R.I.P bud, at least the suffering is gone, you didnt deserve it, at least its over now! 

lee


----------



## Zodiac (Apr 17, 2008)

RIP bud... you'll be missed 
the fight is over and you can rest atlast little fella.  x


----------



## Durhamchance (Mar 21, 2008)

so sorry- I read your other thread and my heart goes out to you.

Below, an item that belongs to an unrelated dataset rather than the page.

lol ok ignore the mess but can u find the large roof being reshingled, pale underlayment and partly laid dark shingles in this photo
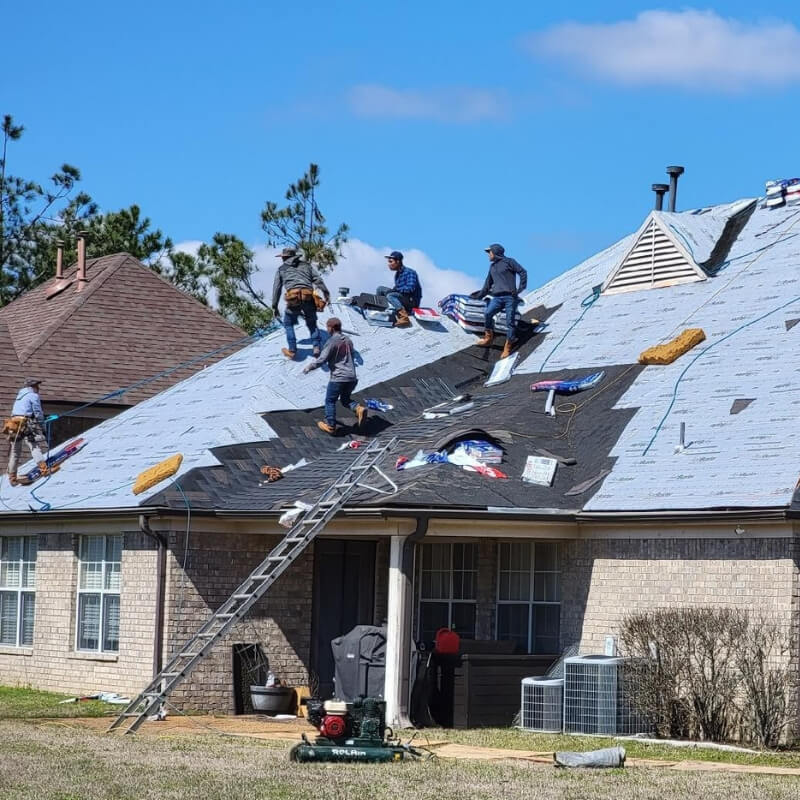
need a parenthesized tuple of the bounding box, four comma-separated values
(0, 196, 800, 513)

RIP bud xxx you were loved xx


----------



## FelixMarmite (Dec 11, 2007)

Sorry for your loss 
R.I.P.
eace:


----------



## Lucifus (Aug 30, 2007)

Sorry to hear that dude, R.i.P.


----------



## sami (Oct 23, 2006)

RIP bud  

Come get a hug from me tomorrow. 

xxx


----------



## wizadara (May 15, 2008)

R.I.P Bud
it seems the short time you had was with a family that wer'nt willing to give up on you, sadly you couldnt go on but you'll always have a place in the hearts of those who love you 
kind regards adara xx


----------



## hermanlover (Jul 8, 2007)

thanks for all the kind comments : victory:


----------



## Snakes r grreat (Aug 21, 2006)

Sorry to hear that Lee.


----------



## sarahjames (Sep 2, 2007)

Sorry for your Loss! hes in a good place now in pet heaven 
R.I.P Bud x


----------



## Jess_Peter (Aug 18, 2007)

so sorry to hear!!! R.I.P. 
hope your ok! x


----------



## Kathryn666 (Dec 16, 2007)

RIP litlte un. Lee you did you utmost for him x


----------



## asm1006 (May 5, 2007)

Sorry about this Lee.xxx Take care.xx


----------



## Iliria (Jan 19, 2007)

r.i.p


----------